Verdrängung und Vernichtung der jüdischen Bevölkerung
Am 1. Juni wurde jenen schulischen Einrichtungen, die ausschließlich von jüdischen Schüler*innen besucht wurden, durch Erlass des Reichsinnenministers die staatliche Anerkennung entzogen und jegliche Steuerbefreiung abgesprochen.
Am 9. Juni wurden auch die deutschen Universitäten für Juden endgültig verschlossen, denn von nun ab war es ihnen per Erlass des Reichsministers für Wissenschaft, Erziehung und Volksbildung verboten, diese Einrichtungen auch nur als Gasthörer zu besuchen.
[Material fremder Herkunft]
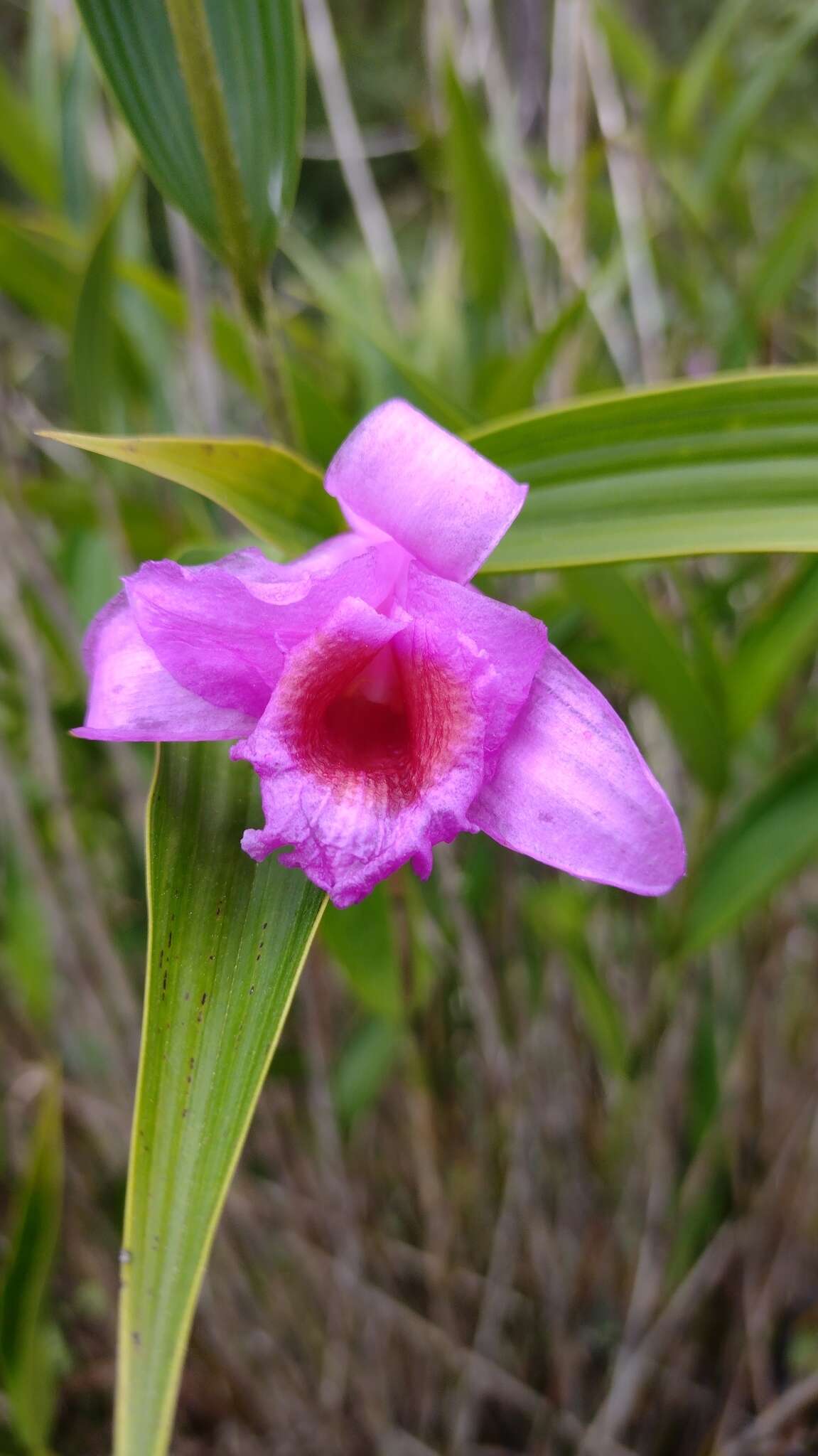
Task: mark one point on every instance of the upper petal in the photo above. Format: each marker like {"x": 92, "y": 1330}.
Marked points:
{"x": 220, "y": 629}
{"x": 133, "y": 698}
{"x": 511, "y": 643}
{"x": 574, "y": 791}
{"x": 431, "y": 493}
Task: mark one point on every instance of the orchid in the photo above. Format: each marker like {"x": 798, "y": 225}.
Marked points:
{"x": 384, "y": 702}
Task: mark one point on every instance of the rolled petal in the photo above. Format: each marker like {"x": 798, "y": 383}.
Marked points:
{"x": 133, "y": 698}
{"x": 446, "y": 504}
{"x": 574, "y": 791}
{"x": 511, "y": 643}
{"x": 220, "y": 629}
{"x": 370, "y": 750}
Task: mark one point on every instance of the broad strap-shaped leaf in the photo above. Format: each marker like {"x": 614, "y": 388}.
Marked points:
{"x": 26, "y": 1351}
{"x": 227, "y": 941}
{"x": 772, "y": 648}
{"x": 480, "y": 204}
{"x": 723, "y": 465}
{"x": 765, "y": 845}
{"x": 273, "y": 491}
{"x": 258, "y": 51}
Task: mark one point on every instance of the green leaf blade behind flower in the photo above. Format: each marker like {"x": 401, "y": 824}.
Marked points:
{"x": 258, "y": 53}
{"x": 722, "y": 465}
{"x": 765, "y": 845}
{"x": 227, "y": 943}
{"x": 650, "y": 648}
{"x": 273, "y": 491}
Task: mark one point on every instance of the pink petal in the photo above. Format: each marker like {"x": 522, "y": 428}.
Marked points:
{"x": 431, "y": 493}
{"x": 133, "y": 698}
{"x": 574, "y": 791}
{"x": 370, "y": 750}
{"x": 220, "y": 629}
{"x": 511, "y": 643}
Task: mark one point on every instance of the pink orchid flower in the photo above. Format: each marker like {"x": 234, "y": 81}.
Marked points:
{"x": 384, "y": 704}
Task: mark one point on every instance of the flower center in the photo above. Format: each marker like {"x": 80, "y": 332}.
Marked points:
{"x": 395, "y": 724}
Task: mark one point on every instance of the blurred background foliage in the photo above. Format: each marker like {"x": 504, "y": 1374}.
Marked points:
{"x": 537, "y": 1164}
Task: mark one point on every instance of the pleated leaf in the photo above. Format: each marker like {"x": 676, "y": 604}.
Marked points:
{"x": 258, "y": 53}
{"x": 765, "y": 845}
{"x": 273, "y": 491}
{"x": 227, "y": 941}
{"x": 723, "y": 465}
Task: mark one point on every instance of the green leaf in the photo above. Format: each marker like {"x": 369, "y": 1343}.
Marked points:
{"x": 650, "y": 650}
{"x": 95, "y": 325}
{"x": 227, "y": 941}
{"x": 558, "y": 914}
{"x": 730, "y": 134}
{"x": 630, "y": 47}
{"x": 332, "y": 294}
{"x": 480, "y": 203}
{"x": 362, "y": 943}
{"x": 274, "y": 493}
{"x": 36, "y": 274}
{"x": 514, "y": 385}
{"x": 365, "y": 1068}
{"x": 26, "y": 1353}
{"x": 248, "y": 122}
{"x": 722, "y": 465}
{"x": 23, "y": 149}
{"x": 696, "y": 77}
{"x": 785, "y": 255}
{"x": 765, "y": 845}
{"x": 772, "y": 648}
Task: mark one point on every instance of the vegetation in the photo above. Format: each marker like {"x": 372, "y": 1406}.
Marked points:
{"x": 534, "y": 1167}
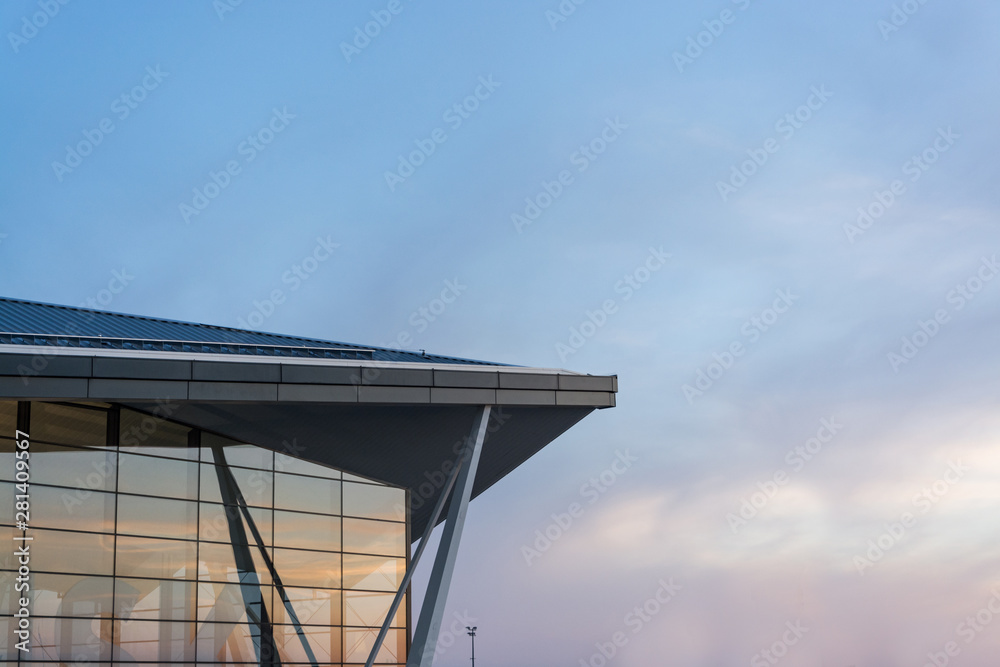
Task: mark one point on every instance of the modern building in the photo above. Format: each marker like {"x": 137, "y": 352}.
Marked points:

Auch die Verdrängung der Juden aus dem deutschen Wirtschaftsleben und die damit einhergehende Isolierung findet im Juni unvermindert ihre Fortsetzung. Durch die „Dritte Verordnung zum Reichsbürgergesetz“ wurde hierzu am 14. Juni 1938 der Begriff „jüdische Gewerbebetriebe“ ins Leben gerufen und deren Registrierung angeordnet. Auch nach außen hin sollte der jeweilige Status solcher Unternehmen unübersehbar sein, weshalb der Reichswirtschaftsminister, der Reichsinnenminister sowie der Stellvertreter des Führers angewiesen wurden, für sie eine besondere Kennzeichnung zu entwickeln und einzuführen, was per Erlass am 14. Juli geschah. Diese Maßnahmen dienten der Vorbereitung der Zwangsliquidation bzw. der „Arisierung“ dieser Betriebe. Am gleichen Tag forderte der Reichswirtschaftsminister die Sparkassen außerdem dazu auf, Juden und jüdischen Firmen künftig keine Kredite mehr zu gewähren. Eine weitere knappe Woche später wurden sie dann durch Erlass des Reichswirtschaftsministers am 20. Juni auch von den Börsen und Großmärkten ausgeschlossen und alle bisherigen Zulassungen kurzerhand für ungültig erklärt. Als Übergangsmaßnahme wurde Firmen in jüdischem Besitz „bis auf weiteres“ die Möglichkeit eingeräumt, sich in diesen Angelegenheiten durch nichtjüdische Bevollmächtigte vertreten zu lassen.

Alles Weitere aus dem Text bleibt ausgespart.